Monday, December 21, 2009

Obama’s ‘Cash for Cardigans’ to Cut Carbon Emissions

Posted By Scott Ott On December 15, 2009

(2009-12-15) — President Barack Obama has acknowledged that his new $23 billion weatherization subsidy program will merely slow the leakage of heat from homes.

So today the president introduced what the White House calls “phase II” of an overall program to completely eliminate carbon emissions from residential buildings.


The $37 billion “cash for cardigans” program will help homeowners to pay for sweaters, cardigans, housecoats, even Snuggies (the blanket with sleeves, As Seen on TV), so that they can dial back the thermostat to a setting that would require combustion of fossil fuels “only during the most frigid episodes of global cooling.”

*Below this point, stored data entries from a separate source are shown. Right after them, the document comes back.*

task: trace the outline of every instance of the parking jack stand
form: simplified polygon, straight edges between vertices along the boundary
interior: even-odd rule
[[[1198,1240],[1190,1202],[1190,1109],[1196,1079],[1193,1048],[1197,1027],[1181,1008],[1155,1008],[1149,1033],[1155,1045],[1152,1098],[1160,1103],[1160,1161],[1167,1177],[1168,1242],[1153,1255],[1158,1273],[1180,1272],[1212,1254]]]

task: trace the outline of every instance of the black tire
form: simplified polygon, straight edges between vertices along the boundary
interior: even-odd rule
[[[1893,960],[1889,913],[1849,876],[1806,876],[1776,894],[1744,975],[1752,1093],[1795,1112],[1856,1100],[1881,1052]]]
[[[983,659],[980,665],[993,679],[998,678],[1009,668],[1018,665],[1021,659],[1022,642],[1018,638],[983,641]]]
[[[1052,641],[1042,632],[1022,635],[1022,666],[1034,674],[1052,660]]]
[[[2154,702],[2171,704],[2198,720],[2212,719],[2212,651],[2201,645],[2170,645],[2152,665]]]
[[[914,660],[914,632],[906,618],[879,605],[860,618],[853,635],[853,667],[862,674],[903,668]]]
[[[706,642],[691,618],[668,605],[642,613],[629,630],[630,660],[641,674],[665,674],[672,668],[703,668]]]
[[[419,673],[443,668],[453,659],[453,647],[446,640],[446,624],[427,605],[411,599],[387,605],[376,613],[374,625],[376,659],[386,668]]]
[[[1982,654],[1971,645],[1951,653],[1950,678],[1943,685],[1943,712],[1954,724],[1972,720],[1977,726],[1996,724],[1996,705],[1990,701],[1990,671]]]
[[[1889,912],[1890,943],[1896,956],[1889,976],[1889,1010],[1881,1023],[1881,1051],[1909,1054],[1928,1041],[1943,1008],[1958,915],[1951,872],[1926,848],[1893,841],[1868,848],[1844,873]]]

According to experts at the Climate Research Unit (CRU) at the University of East Anglia, widespread “bundling up” in the U.S. and U.K. will “unquestionably save island nations from seawater inundation, African nations from utter dessication and polar bears from spontaneous combustion.”

“The data, which we recently misplaced, is irrefutable,” said CRU director Phil Jones, currently on involuntary sabbatical. “By combining carbon-credit trading with weather stripping, vegetarianism, cardigan-wearing, alternate-day respiration, and other simple lifestyle changes, we can stave off the destruction of billions of acres of wildlife habitat, and perhaps save humanity as well.”

Under the Obama “cash for cardigans” program, citizens would receive a one dollar credit toward woolen wear for each degree they reduce their thermostat. The White House said this means a senior citizen, living on a fixed income, could receive a $45 cardigan at no charge, simply by turning the thermostat back to 27 degrees Fahrenheit.